Remembering the Fallen: in all conflicts, whether in living memory or beyond, numbered among the fallen are those who were their parents’ only son, if not their only child. Losing one beloved son is unimaginable – yet in the Great War four families lost five sons each.
The Smith family from Barnard Castle in County Durham lost John, Alfred, Frederick, George and Robert (not included in the photograph). Their brother Wilfred was sent home after the family’s local vicar’s wife wrote to Queen Mary. Frederick’s body was the only one not found.
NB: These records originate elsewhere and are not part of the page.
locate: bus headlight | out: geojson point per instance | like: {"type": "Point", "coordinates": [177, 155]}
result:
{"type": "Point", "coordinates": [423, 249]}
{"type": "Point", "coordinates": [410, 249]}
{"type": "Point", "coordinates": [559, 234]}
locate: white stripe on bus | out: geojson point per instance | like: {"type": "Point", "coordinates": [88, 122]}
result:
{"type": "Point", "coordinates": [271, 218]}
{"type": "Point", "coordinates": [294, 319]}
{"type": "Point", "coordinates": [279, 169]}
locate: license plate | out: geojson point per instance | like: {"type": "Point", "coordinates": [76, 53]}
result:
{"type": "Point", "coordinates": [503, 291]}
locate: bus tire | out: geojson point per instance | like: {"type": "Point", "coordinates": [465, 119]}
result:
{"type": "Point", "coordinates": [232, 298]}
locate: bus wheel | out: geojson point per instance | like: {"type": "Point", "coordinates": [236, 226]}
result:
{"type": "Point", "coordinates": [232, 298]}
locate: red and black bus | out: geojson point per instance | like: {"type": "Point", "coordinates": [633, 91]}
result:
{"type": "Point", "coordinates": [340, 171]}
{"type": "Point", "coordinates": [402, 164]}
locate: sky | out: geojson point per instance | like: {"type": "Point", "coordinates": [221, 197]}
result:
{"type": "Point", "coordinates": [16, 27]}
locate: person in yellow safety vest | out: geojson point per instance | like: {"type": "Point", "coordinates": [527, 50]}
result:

The Beechey family from Lincoln lost Harold, Charles, Frank, Barnard, and Leonard. Harold was living in Australia at the outbreak of the Great War, so joined the Australian Imperial Force. The eldest, Barnard, a gifted mathematician, has no known grave, and so a cross was lain on the grave of an unknown Lincolnshire soldier.
The Souls family from Great Rissington in the Cotswolds lost Frederick, Alfred, Arthur, Walter and Albert. Alfred and Arthur were twins and died five days apart; Frederick was last seen going over the top in the Battle of the Somme, his remains were never found.
The Nicholls family from Easton-on-the-Hill in East Northamptonshire lost George, John, Cecil, Arthur and Charles. Only George has a known grave. Of the 213 men from the village who enlisted, forty-five did not return home.